CS211 - Fundamentals of Computer Programming II
Description
CS 211 teaches foundational software design skills at a small-to-medium scale. We aim to provide a bridge from the student-oriented How to Design Programs languages to real, industry-standard languages and tools. In the first half of the course, you’ll learn the basics of imperative programming and manual memory management using the C programming language. In the second half of the course, we’ll transition to C++, which provides abstraction mechanisms such as classes and templates that we use to express our design ideas. Topics include expressions, statements, types, functions, branches and iteration, user-defined types, data hiding, basic UNIX shell usage, and testing.
Prerequisites
- CS111 or CS150: Some college-level programming experience
- Note: Students are strongly advised to take CS150 before CS211. Students with credit for CS150 may take CS111 and CS211 concurrently.
Textbook
None.
Detailed Course Topics
- C/C++
- Introduction to software engineering.
- Basic data types, variables, computer arithmetic, expressions, parentheses.
- Basic I/O – cout, cin.
- Introduction to classes – defining one’s own data types
- Flow of control – sequential, test-and-branch, and iteration. Boolean expressions.

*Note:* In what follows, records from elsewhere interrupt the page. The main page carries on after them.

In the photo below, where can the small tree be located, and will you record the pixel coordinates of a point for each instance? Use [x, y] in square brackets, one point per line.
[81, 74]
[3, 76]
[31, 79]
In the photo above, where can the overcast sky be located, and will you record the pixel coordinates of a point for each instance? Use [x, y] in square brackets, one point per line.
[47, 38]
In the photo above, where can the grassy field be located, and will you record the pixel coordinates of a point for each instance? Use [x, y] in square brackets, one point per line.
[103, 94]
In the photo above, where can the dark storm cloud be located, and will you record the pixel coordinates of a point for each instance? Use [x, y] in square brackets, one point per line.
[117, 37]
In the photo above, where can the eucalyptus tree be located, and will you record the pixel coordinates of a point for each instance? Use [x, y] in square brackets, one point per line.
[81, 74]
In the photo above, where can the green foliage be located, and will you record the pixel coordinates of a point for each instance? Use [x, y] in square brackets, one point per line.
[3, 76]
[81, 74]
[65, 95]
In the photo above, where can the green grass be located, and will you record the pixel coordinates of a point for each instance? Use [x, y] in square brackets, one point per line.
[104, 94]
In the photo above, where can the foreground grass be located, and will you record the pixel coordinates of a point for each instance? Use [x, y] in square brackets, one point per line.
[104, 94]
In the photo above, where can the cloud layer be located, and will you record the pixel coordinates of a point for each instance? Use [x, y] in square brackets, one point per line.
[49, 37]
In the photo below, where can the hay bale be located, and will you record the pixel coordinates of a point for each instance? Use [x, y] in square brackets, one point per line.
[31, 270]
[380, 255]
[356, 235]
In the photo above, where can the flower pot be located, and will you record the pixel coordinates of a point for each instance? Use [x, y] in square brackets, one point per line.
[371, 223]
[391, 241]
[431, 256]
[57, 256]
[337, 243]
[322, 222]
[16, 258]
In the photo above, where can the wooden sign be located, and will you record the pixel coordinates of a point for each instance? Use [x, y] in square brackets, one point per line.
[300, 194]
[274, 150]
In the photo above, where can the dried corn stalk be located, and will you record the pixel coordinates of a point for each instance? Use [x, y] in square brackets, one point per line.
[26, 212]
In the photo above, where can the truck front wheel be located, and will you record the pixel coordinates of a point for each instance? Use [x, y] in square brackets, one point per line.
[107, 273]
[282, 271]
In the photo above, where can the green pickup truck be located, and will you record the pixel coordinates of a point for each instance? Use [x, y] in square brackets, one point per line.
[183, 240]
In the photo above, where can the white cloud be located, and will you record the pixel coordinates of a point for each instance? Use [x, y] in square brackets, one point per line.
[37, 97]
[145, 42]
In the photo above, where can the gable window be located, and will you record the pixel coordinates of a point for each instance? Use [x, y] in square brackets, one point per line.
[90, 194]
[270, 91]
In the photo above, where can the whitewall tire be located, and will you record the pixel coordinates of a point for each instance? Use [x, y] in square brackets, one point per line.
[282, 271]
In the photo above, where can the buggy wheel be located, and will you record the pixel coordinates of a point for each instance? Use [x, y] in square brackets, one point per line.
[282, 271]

- Arrays, pointers, and strings.
- Functions: call by value and call by reference, references vs. pointers, stack frames.
- Function overloading
- Introduction to Classes
- Structures and classes, data hiding and encapsulation.
- Public and private members, constructors, unions.

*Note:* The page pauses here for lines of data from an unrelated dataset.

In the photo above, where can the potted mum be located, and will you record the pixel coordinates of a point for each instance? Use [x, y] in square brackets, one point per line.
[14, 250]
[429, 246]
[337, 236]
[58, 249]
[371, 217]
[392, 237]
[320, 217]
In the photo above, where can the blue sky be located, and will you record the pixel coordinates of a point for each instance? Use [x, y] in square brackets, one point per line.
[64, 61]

- Interface vs. implementation.
- Class destructors and copy constructors, the = operator, deep versus shallow copies.
- C++ operator overloading.
- Heap space, the new/delete operators.
- Inheritance and derived classes, is-a hierarchies and composition of classes.

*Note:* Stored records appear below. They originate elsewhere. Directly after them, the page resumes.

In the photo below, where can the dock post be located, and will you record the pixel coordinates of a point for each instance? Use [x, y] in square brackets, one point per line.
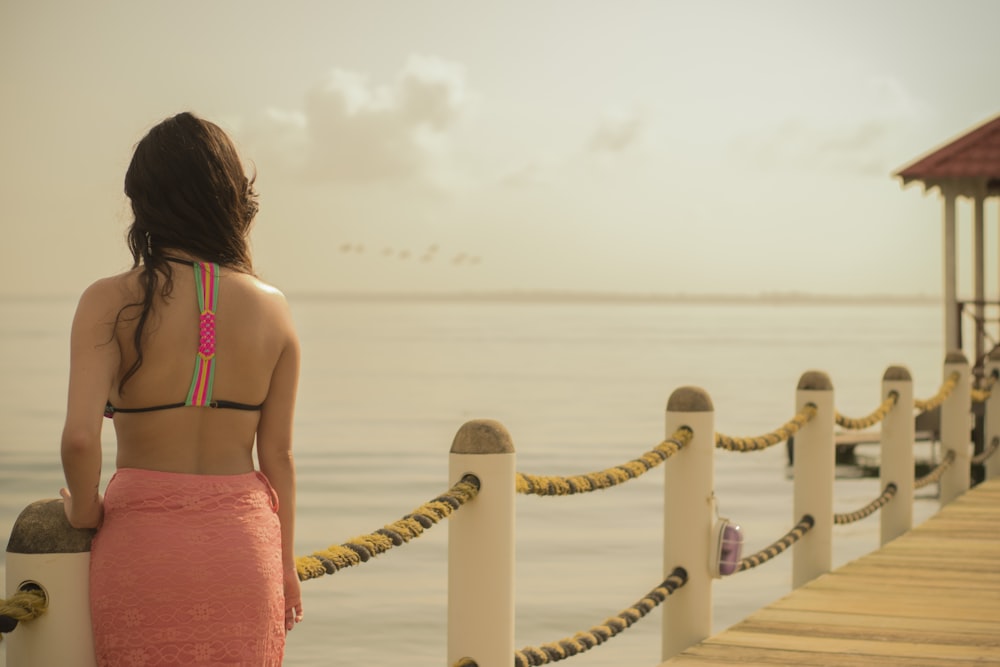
[991, 425]
[956, 427]
[481, 548]
[897, 454]
[814, 469]
[688, 515]
[45, 551]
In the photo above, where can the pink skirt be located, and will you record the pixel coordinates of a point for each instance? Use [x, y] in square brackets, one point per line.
[186, 570]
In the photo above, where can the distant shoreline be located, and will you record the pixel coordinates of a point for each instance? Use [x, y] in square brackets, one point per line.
[570, 297]
[560, 297]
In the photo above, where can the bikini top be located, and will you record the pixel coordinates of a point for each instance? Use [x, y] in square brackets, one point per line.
[206, 278]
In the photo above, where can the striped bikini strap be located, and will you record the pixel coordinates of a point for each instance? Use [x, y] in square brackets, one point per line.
[206, 278]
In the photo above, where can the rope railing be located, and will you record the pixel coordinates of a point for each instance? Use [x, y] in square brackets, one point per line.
[948, 386]
[547, 485]
[874, 418]
[867, 510]
[360, 549]
[779, 435]
[988, 452]
[24, 605]
[804, 525]
[583, 641]
[936, 474]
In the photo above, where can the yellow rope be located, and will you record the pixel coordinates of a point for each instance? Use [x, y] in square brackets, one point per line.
[988, 452]
[869, 509]
[583, 641]
[779, 435]
[364, 547]
[788, 539]
[547, 485]
[943, 393]
[22, 606]
[937, 473]
[874, 418]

- Virtual functions and polymorphism.
- Linked list processing: stacks and queues, trees and recursion.
- Introduction to UNIX
- Processes, file management, redirection and piping, make files.
Homework
Large programming assignments possibly performed in groups or individually. The goals of the homeworks are to practice language syntax, new programming paradigms, and capabilities of C/C++. Recent homeworks feature:
- C-style string manipulation
- Manual memory-management with
malloc()
- Real-time and turn-based game design
Labs
Small programming assignments focused on practicing programming language features. Emphasis is on learning fundamentals.
Final Project
A larger variation on the homework that allows students to develop a game of their choosing from scratch. This is spread out over a longer time period as most homeworks and has various proposal and check-in phases along the way.